3
Makale
Benchmarking, Müşteri Odaklı Pazarlama, Data Base Yönetimi, CRM, Toplam Kalite, Değişim Mühendisliği, Yalın Üretim, 5.Disiplin, Kaizen Yönetimi, Six Sigma… Bir çırpıda aklıma geliveren bir zamanların moda akımları. Hepsi bir fırtına gibi geldi geçti. Şirketleri verimliliğe, ileriye, yükseğe, karlılığa taşımayı öneriyorlar ve herkesin dilinde dolanıyorlardı. Bir ara herkes “Benchmarking”ciydi, bir ara herkes “Toplam Kalite”ci…Şimdi de moda “İnovasyon”. Artık herkes inovasyoncu. Hakkında ciltlerle kitap yazılıyor, makaleler, konferansların bini bir para. Yaratıcılığın, yeniliğin, buluşçuluğun veya moda tabiri ile inovasyonun kaynağının ne olduğunu algılamamız, anlamamız ve bunu hazmetmemiz çok önemli. Yaratıcılık bilinen iki şey arasında bilinmedik bir ilişki görebilmektir de ondan.
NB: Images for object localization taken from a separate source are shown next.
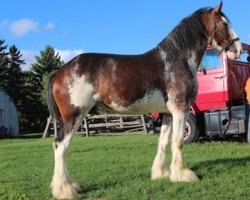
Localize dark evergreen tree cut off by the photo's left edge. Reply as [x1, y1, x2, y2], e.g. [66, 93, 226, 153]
[0, 40, 9, 90]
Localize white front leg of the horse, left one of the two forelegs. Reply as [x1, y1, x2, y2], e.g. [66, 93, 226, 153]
[151, 114, 172, 179]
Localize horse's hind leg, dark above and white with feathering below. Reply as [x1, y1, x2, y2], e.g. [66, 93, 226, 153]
[51, 109, 90, 199]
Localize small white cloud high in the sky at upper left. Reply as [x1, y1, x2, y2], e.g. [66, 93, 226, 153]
[9, 18, 55, 37]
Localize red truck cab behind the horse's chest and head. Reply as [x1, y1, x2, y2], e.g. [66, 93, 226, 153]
[193, 46, 250, 113]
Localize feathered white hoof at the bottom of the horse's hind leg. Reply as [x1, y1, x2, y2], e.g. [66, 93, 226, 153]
[50, 181, 81, 199]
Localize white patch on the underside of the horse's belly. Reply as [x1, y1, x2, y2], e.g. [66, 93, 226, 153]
[109, 90, 167, 114]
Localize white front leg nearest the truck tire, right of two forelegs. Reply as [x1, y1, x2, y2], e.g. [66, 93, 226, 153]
[170, 110, 199, 182]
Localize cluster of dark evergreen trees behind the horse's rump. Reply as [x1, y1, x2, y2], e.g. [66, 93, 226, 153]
[0, 40, 63, 132]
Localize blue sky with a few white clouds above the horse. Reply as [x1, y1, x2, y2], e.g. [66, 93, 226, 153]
[0, 0, 250, 69]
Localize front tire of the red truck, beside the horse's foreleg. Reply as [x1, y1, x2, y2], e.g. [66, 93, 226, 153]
[184, 114, 198, 144]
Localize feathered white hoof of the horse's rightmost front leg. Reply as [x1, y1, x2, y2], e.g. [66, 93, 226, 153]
[170, 169, 199, 182]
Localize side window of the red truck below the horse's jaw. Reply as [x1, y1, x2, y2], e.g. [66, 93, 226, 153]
[199, 49, 220, 70]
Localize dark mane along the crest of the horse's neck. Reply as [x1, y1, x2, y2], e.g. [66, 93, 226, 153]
[158, 7, 228, 52]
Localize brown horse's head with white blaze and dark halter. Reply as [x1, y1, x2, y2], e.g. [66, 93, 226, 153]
[202, 2, 242, 59]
Bunu görebilmek ise bilgi kalitesi değil, fikir ve düşünce kalitesi ile mümkündür. Konusunda oldukça bilgili ve deneyimli adamları toplayarak yenilikçi, yaratıcı bir şirket olmanız mümkün değildir.” Çünkü yaratıcılığın kaynağı bilgi ve tecrübe değil fikirdir. Yeni bir fikrin duyulduğu anda, negatif eleştiri bombardımanına tutulduğu yerler çorak arazilerdir. Oralarda yaratıcılık filizlenmez, yenilik çıkmaz. Yeni fikirler henüz embriyolardır. Bakıma ilgiye ihtiyaçları vardır. Bu bakış açısı (negatif eleştiri) onları daha doğmadan öldürür. Yeni bir fikir, ilk kez duyan herkese çok mantıklı geliyorsa, o fikrin yaratıcı bir fikir olmadığı kesindir. Her yenilik, her yaratıcı fikir risk içermelidir. Riski yoksa, getirisi de olmayacaktır.